Air Force Gen. Gene Renuart, commander of U.S. Northern Command, spoke about the way ahead for civil support operations on March 4 while addressing more than 600 attendees of the 2008 Joint Emergency Preparedness Liaison Officer Workshop in Miami.

“We want to infuse the joint perspective into the program,” Renuart said as he discussed the command’s desire to shape the future of the Emergency Preparedness Liaison Officer program.

He also announced the formation of a new working group to study and recommend policy, guidance and organizational structure changes to the program.

“We need to take a joint warfighter approach as we respond to events in the homeland,” he said. “We see that when there’s a disaster and people see someone in uniform, they have a feeling of confidence and calm because they understand that (the Department of Defense) is there to assist in the response.”

It’s because the American people expect a prompt, integrated response to a disaster that Northern Command added “anticipate” to its mission statement, Renuart said. What may seem like a small change in wording actually requires a huge culture shift for DoD, he said.

“The focus is to continue to create a coherent planning process,” he said. “As part of the process, we are thinking about the first response on the ground, then the state capabilities and the (emergency support agreements between states), and we think about it all the way up to the federal level so that we can make the response seamless to the people who need help.”

The planning process includes identifying gaps that exist at each of the state and federal levels and anticipating the support that DoD might be asked to provide. And the active-duty Defense Coordinating Officers and the reserve component Emergency Preparedness Liaison Officers serve as “the eyes and ears” on the ground to provide an understanding of the state capabilities and requirements, Renuart said.

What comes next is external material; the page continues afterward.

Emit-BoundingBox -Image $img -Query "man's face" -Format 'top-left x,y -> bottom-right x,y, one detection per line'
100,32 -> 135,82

More than 600 Emergency Preparedness Liaison Officers from the Army, Navy, Air Force, Marine Corps and Coast Guard attended the weeklong conference. Known as EPLOs, these officers become familiar with local and state response plans, and they advise states and regions on the capabilities of their services.

They work closely with U.S. Army North’s 10 Defense Coordinating Officers. These officers and a small staff of Soldiers and civilians are located in each of the Federal Emergency Management Area regions to coordinate defense support of civil authorities.

Sgt. 1st Class Charles McQueen listened to the general’s remarks and said EPLOs and the DCOs recognize the need for joint operations. McQueen served as one of the Minnesota Emergency Preparedness Liaison Officers on the ground in August following the I -35 West bridge collapse in Minneapolis, Minn. The Department of Defense deployed personnel, in support of the sheriff, leading the response to recover the victims’ remains effectively and respectfully.

“(The state National Guard, EPLOs and Region V DCO) exercise together and stay engaged with the state at the tactical level,” McQueen said. “I think we need to continue to work to increase jointness not only among the services, but also with all of our federal and state partners.”

Because many of the policies, guidance and laws governing defense support of civil authorities predate the founding of U.S. Northern Command, Renuart said he will be working to affect legislative and policy changes to increase joint training, planning and operations.

Air Force Col. Michael Hare will play a role in the evolving program as the director of Air Force North National Security and Emergency Preparation. He said that attendees received a glimpse of what the future holds for all the services.

“There’s a lot of work to be done as we establish the best way for local, state and federal agencies to work together and serve the American people,” Hare said. “It’s very a gratifying mission to be working to improve homeland defense.”

Renuart said that the American people deserve nothing less than unity of effort from the services and components.

“I think it’s the right thing to do for our country,” Renuart said. “My mother lives in California, and when fires threaten her home or when hurricanes threaten somewhere else, we want Americans to have a sense that we’re there to help them. I don’t want to get a call from my mom saying, ‘You’re not doing your job.’ That’s the approach each of you needs to have.